Questions that are not adequately addressed by previous research will be collated and recorded on a standard JLA template by the information specialist . This will show the checking undertaken to make sure that the uncertainties have not already been answered. The data should be submitted to the JLA for publication on its website on completion of the priority setting exercise, taking into account any changes made at the final workshop, in order to ensure that RPP results are publicly available.

The Steering Group will also consider how it will deal with submitted questions that have been answered, and questions that are out of scope.

Step 5: Prioritisation – interim and final stages

The aim of the final stage of the priority setting process is to prioritise through consensus the identified uncertainties about IBD. This will involve input from patients, carers and clinicians. The JLA encourages RPPs to involve as wide a range of people as possible, including those who did and did not contribute to the first consultation. There are usually two stages of prioritisation.

1. Interim prioritisation is the stage where the long list of questions is reduced to a shorter list that can be taken to the final priority setting workshop. This is aimed at a wide audience, and is done using similar methods to the first consultation. With the JLA’s guidance, the Steering Group will agree the method and consider how best to reach and engage patients, carers and clinicians in the process. The most highly ranked questions (around 25) will be taken to a final priority setting workshop. Where the interim prioritisation does not produce a clear ranking or cut off point, the Steering Group will decide which questions are taken forwards to the final prioritisation.

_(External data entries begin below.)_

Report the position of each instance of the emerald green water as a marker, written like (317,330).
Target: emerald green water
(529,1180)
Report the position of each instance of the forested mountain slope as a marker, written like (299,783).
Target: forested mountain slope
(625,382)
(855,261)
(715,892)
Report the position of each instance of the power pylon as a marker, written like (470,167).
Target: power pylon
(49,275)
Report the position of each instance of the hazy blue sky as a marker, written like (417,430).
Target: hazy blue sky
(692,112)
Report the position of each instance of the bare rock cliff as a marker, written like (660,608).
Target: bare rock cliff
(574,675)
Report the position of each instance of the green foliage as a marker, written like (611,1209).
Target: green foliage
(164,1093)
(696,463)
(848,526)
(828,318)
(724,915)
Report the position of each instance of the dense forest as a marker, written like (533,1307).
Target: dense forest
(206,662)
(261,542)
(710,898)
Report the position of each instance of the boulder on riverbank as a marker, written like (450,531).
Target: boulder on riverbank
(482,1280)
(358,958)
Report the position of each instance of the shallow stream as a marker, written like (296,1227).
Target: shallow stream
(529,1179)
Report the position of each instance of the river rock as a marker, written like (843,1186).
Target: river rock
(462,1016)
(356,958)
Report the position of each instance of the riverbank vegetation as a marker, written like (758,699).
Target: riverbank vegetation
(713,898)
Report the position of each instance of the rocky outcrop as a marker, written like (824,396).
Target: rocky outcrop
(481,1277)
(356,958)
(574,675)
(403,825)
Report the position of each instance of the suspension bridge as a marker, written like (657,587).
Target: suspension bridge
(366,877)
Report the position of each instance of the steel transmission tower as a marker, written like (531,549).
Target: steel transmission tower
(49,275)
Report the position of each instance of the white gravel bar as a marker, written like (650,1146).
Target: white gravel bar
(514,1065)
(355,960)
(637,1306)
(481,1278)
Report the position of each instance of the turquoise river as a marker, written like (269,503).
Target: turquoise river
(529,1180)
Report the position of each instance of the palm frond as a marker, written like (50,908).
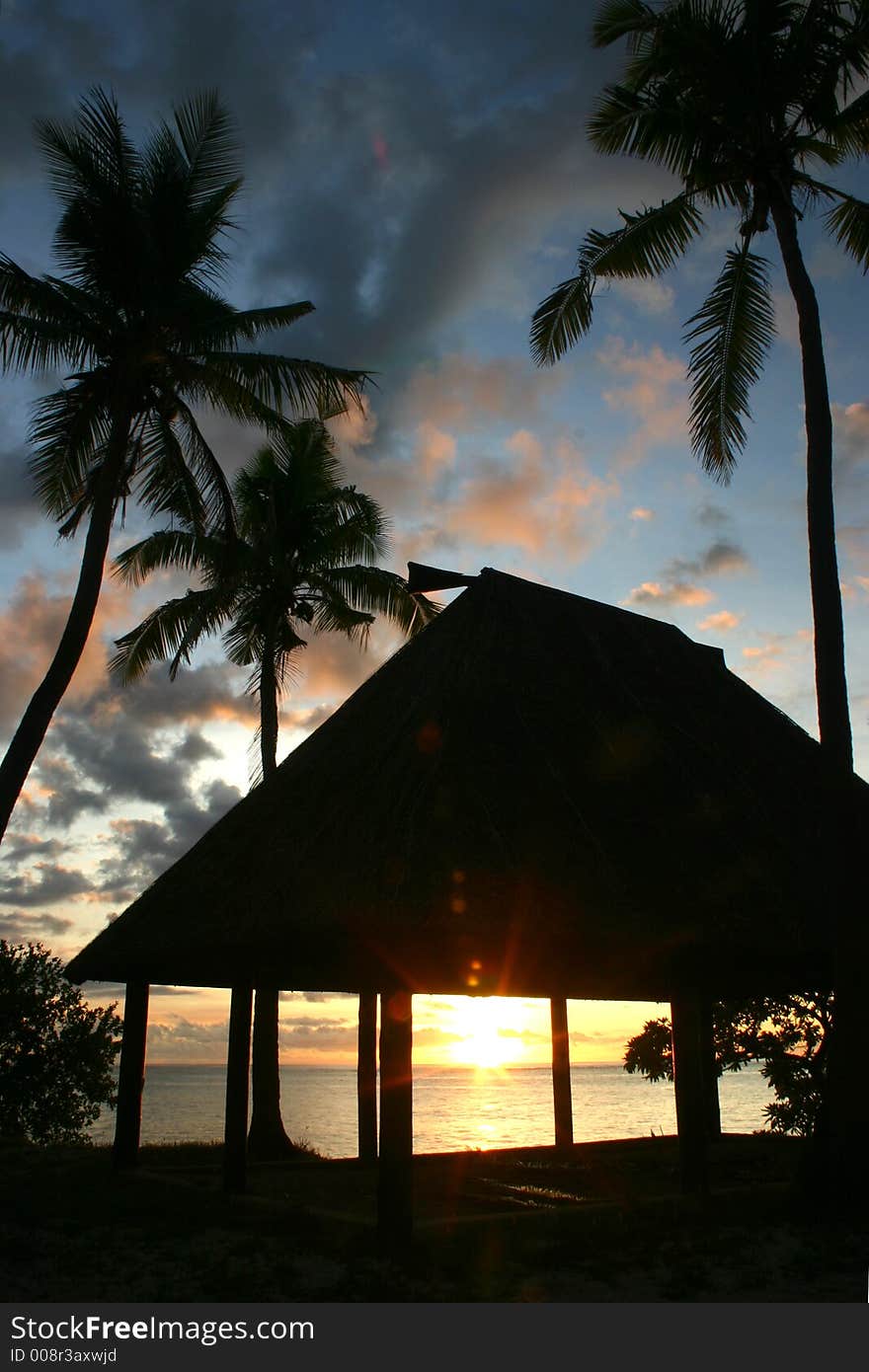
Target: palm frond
(209,137)
(648,243)
(229,327)
(162,551)
(380,591)
(732,334)
(296,386)
(171,632)
(204,470)
(848,222)
(69,431)
(562,320)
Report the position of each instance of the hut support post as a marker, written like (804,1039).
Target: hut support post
(710,1069)
(366,1076)
(238,1087)
(396,1167)
(690,1094)
(560,1075)
(130,1076)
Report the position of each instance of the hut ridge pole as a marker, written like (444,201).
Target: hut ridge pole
(560,1075)
(238,1088)
(366,1076)
(130,1075)
(690,1095)
(396,1165)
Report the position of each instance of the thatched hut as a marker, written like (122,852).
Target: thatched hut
(540,796)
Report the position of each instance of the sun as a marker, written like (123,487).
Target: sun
(488,1037)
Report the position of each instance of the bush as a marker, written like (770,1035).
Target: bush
(790,1037)
(56,1052)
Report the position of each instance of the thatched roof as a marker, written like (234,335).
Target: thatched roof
(538,795)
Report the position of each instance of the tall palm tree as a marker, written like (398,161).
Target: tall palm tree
(749,103)
(301,560)
(137,321)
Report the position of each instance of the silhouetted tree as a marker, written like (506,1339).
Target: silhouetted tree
(148,341)
(299,562)
(790,1037)
(56,1052)
(749,103)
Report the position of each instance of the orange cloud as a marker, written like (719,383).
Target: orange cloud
(538,502)
(464,394)
(654,391)
(681,593)
(724,619)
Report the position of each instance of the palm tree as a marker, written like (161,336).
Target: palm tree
(294,566)
(747,103)
(137,321)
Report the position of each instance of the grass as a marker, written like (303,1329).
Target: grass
(594,1223)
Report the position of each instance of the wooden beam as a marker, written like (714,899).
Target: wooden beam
(366,1076)
(710,1070)
(396,1165)
(238,1088)
(130,1075)
(690,1098)
(560,1075)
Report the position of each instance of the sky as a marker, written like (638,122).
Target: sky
(421,175)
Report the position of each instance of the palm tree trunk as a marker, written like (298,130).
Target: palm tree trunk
(836,1169)
(830,683)
(32,730)
(267,1138)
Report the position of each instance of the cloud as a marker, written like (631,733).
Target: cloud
(31,630)
(143,848)
(850,445)
(651,296)
(464,394)
(724,619)
(44,883)
(678,593)
(654,393)
(679,576)
(15,926)
(542,499)
(721,559)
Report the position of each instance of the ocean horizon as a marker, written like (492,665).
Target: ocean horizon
(454,1107)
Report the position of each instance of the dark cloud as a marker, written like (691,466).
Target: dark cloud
(27,848)
(143,848)
(17,926)
(721,559)
(44,883)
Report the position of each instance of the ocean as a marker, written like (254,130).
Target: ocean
(453,1107)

2. The final priority setting stage is generally a one-day workshop facilitated by the JLA. With guidance from the JLA and input from the Steering Group, up to 30 patients, carers and clinicians will be recruited to participate in a day of discussion and ranking, to determine the top 10 questions for research. All participants will declare their interests. The Steering Group will advise on any adaptations needed to ensure that the process is inclusive and accessible.

Dissemination of results

The Steering Group will identify audiences with which it wants to engage when disseminating the results of the priority setting process, such as researchers, funders and the patient and clinical communities. They will need to determine how best to communicate the results and who will take responsibility for this. Previous RPPs’ outputs have included academic papers, lay reports, infographics, conference presentations and videos for social media.

It should be noted that the priorities are not worded as research questions. The Steering Group should discuss how they will work with researchers and funders to establish how to address the priorities and to work out what the research questions are that will address the issues that people have prioritised. The dissemination of the results of the RPP will be led by the project lead and CCA CEO.

The JLA encourages RPPs to report back about any activities that have come about because of the RPP, including funded research. Please send any details to

Agreement of the Steering Group

The IBD RPP Steering Group agreed the content and direction of this Protocol in December 2020.